Изменить размер шрифта - +

    Нет толпе ходу дальше, сколько б их там ни шло. Вертится кровавая карусель. Вот уже ржавый зубец вил пропахал борозду вдоль бедра. Вот уже обух топора вскользь опустился на плечо. Вот уже чей-то кулак (грязный! ох, и грязный!..) съездил по уху – и покатился диким кукишем толпе под ноги. Топчутся люди по кулаку. Разжимают скрюченные пальцы подошвами. Спотыкаются. Воет бескулачный батька Василя-подпаска; волком в капкане воет на луну, на кругляш медный, смертный. Примерещилось? откуда утром луна? откуда?! – а ему, бедолаге, без разницы.

    Он воет.

    И князю без разницы.

    Убивает он. Смеется взахлеб. Смехом убивает: их, себя, кто подвернется. Хлещет смех; хлещет дробь из окна столовой по задним рядам, охлаждая пыл – беременные, они нервные, особенно когда с двустволкой… то им солененького, то кислого, то пострелять…

    Что, Федька? видишь? слышишь?! Ну давай, я тебе еще чуток пособлю – бесплатно, даром, ДАРОМ, тем МНОЙ, кого в тебе больше, чем в других…

    Забились под летний столик оба сельских головы – как и поместились-то, сердечные?! Шинкарь Леви-Ицхок укрылся за старой акацией, губы белые, шевелятся: "Шма Исроэль…"

    Урядник окаменел.

    Не здесь, далеко; у самого флигеля. Там каменеть безопаснее.

    Где остальные выборные – не понять.

    "Папа! папочка!" – несется из окна второго этажа, где бьется княжна Тамара в цепких когтях черной вороны, и нет у княжны сил разжать мертвую хватку тетушки Хорешан, броситься к отцу, к такому отцу, какого еще ни разу не видела в своей безумной жизни юная Тамара.
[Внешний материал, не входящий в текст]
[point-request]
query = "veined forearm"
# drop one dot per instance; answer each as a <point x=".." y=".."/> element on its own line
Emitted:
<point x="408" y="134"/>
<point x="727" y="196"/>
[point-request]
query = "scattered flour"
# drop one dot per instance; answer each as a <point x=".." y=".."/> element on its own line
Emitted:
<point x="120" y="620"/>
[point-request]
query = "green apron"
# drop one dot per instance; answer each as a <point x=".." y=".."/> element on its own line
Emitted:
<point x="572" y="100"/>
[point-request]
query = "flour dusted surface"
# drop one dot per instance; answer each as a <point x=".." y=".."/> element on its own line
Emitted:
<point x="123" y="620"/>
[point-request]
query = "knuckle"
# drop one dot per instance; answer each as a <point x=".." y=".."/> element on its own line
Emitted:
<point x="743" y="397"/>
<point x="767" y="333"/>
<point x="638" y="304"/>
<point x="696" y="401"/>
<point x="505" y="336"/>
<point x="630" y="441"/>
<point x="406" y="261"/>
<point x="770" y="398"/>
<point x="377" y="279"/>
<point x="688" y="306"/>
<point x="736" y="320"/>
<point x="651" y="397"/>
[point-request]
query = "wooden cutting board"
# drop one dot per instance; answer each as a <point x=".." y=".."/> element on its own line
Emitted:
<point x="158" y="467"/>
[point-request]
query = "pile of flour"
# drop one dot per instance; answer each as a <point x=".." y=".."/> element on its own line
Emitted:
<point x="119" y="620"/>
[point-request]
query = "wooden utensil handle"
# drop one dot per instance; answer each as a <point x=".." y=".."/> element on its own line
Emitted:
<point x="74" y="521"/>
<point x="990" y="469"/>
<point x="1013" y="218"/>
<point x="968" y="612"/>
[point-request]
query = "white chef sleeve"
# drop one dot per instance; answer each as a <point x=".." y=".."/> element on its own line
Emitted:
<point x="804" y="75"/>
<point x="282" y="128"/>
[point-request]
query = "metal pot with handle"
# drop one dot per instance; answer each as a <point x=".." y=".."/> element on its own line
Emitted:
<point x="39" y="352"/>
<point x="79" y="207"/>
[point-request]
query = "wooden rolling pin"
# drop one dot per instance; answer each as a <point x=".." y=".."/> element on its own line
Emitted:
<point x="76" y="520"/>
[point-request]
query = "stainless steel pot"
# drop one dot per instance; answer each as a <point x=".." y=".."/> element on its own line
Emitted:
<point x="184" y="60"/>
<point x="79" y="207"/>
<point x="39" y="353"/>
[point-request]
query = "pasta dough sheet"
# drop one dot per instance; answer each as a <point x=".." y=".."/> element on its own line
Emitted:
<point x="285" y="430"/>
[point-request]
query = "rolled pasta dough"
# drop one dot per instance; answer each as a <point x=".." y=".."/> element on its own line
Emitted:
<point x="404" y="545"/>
    – Господи! рано услышь голос мой!.. рано предстану пред Тобою, и буду ожидать!..

    Это отец Георгий.

    Кричит.

    А, не кричит – молится.

    И с твоих рук, Федька, захлебывается раненая птица:

    – Шалва-а-а!

    …кровь их брызгала на ризы мои, и Я запятнал все одеяние Свое; ибо день мщения – в сердце Моем… Слышится Федору в балагане сумасшедшем, сквозь танец-смерть:

    – Еще не остыло, не вымерзло счастье,

    И кровь не вскипела на остром ноже;

    Еще! о, еще! не прощай, не прощайся!..

    Но где-то – уже.

    Уже.

    …отхлынул прибой, пятная землю телами мертвых волн. Иные волны ползли обратно, задыхаясь от ужаса, забывая о ранах; иные безгласно лежали, не заботясь более о земном.

    И по ним, живым и мертвым, на них, между ними, один топча свое точило, где никого из народов не было с ним, как кощунственно ни звучало бы это сравнение, заслуживая отдельного костра…

    И в саду, ставшем маленьким полем ар-Мегиддо, ранним утром, грозившем извернуться змием, чешуйчатым гадом, чтобы опять превратиться в ночь…

    С адыгской шашкой и давно разряженным револьвером, празднично, карнавально забрызганный кровью, своей и чужой, сверкая серебром пуговиц и золотом пряжек…

    …плясал полковник Джандиери.

    – Скаженый!

    – Ой, людоньки! ой, шо ж деется?!

    – Собака! бес, не собака!..

    – То не собака здесь бес…

    Верный Трисмегист, никогда и ничего не боявшийся, сейчас скулил наказанным щенком. Волоча перебитые задние лапы, полз к кустам шиповника, прочь, подальше от хозяина, которого любил в своей собачьей жизни больше всех, больше самого себя, больше жизни, которая грозила покинуть дога.